Un an après le drame de l’affaire « Sweet beauty » qui n’est rien d’autre que l’huile sur le feu du « désordre établi » qui s’était installé dans le pays, l’opinion publique reste encore non-éclairée. Le mis en cause est élu maire de Ziguinchor, la prétendue victime Adji Sarr, qui dit n’avoir plus la possibilité de se déplacer, de vaquer à ses occupations, qui vit constamment dans la panique se fait interviewer par des organes de la presse étrangère et réclame qu’il ait un procès au plus bref délai. Qui a alors intérêt à ce qu’il n’y ait pas de procès ? Pourquoi la justice tarde à vider ce dossier ? Est-il vrai qu’il s’agit d’un véritable complot qui a foiré et qu’on chercherait à protéger des proches du régime ? S’agissait-il d’un vil plan de liquidation [P1] [GM2] [GM3] d’un redoutable adversaire politique ? Ou s’agit-il véritablement d’un viol, auquel cas la justice devrait effectuer son travail sans faiblesse ? Quoi qu’il en soit les deux parties veulent coûte que coûte qu’il ait un procès. Cette affaire ne doit pas trainer dans les tiroirs de la justice comme tous les autres dossiers d’ailleurs de longue détention préventive. Le temps de la justice peut être long, mais l’impatience du tribunal de la conscience est intenable.

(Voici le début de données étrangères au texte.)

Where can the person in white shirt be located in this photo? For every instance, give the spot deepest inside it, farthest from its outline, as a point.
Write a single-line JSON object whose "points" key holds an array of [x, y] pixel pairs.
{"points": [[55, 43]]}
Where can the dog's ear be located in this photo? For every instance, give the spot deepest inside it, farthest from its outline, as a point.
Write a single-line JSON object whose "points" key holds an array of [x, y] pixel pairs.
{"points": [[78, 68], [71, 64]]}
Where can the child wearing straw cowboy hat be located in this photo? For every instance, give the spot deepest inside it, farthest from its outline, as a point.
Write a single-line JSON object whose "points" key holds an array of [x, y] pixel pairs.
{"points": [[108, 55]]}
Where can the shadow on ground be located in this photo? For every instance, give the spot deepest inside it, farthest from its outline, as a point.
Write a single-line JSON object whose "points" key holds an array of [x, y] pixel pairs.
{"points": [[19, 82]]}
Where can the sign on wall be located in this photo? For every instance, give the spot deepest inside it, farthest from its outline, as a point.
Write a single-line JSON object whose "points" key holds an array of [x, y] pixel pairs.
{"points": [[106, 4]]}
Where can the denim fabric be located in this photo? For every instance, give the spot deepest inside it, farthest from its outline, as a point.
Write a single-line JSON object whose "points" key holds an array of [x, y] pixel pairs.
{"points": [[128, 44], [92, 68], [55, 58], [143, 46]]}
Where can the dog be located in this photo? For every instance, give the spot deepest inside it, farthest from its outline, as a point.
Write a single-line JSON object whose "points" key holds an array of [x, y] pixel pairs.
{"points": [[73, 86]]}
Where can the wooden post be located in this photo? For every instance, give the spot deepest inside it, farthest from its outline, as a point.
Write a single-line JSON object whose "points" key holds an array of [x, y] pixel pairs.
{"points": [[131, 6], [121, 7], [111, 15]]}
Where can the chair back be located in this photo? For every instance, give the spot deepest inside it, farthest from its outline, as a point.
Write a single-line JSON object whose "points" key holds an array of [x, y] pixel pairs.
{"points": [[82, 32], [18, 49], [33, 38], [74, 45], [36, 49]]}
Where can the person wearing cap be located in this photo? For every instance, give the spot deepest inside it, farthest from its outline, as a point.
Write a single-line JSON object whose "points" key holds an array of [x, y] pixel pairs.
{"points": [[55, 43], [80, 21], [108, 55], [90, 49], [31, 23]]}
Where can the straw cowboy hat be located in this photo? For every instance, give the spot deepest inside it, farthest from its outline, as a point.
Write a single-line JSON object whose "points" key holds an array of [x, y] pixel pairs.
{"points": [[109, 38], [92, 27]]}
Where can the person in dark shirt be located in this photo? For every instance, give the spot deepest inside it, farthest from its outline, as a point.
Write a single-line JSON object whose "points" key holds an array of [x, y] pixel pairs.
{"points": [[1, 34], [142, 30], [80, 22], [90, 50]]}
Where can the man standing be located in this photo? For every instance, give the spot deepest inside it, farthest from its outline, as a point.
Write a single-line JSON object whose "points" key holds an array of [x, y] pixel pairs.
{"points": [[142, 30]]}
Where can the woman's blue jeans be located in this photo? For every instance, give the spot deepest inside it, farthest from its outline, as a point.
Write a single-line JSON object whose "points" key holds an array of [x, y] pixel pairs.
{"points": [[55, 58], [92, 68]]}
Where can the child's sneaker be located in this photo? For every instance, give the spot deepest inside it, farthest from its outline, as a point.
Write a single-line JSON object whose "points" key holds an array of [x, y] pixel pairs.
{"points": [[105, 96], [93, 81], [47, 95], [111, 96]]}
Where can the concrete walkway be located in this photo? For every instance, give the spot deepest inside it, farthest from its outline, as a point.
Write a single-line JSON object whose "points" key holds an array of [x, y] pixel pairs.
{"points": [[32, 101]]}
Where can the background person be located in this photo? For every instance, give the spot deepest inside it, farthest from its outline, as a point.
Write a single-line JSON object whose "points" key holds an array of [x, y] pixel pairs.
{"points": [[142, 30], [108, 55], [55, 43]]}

C’est pour cela que les deux parties, ainsi que tout le peuple sénégalais qui garde dans un coin sombre de sa mémoire le souvenir amer des évènements de Mars 2021, tiennent à ce que la vérité éclate, qu’elle soit dite par et pour la justice.

Nos consciences sont impliquées directement, notre responsabilité aussi, car chacun de nous d’une manière ou d’une autre avait pris position soit dans la neutralité, soit dans l’une des parties. Si d’aucuns estimaient que cette affaire de viol n’était qu’une énième forfaiture contre la démocratie sénégalaise et qu’il fallait à tout prix s’y opposer, d’autres soutenaient qu’on devrait laisser l’arbitrage entre les mains de la justice et ne pas s’en mêler. Dans la confrontation de ces convictions qui au moment[P4] ne reposaient sur la base d’aucune preuve tangible, les autorités qui ont fait recours à la force et à la répression, ont en même temps commis l’erreur de donner à la jeunesse qui ne se sent pas prise en compte dans la politique du régime l’occasion de cracher sa colère à travers des manifestations qui ont vite dégénéré, il faut le dire à cause des discours guerriers entre les différentes parties qui se renvoyaient la balle sans être sur le terrain.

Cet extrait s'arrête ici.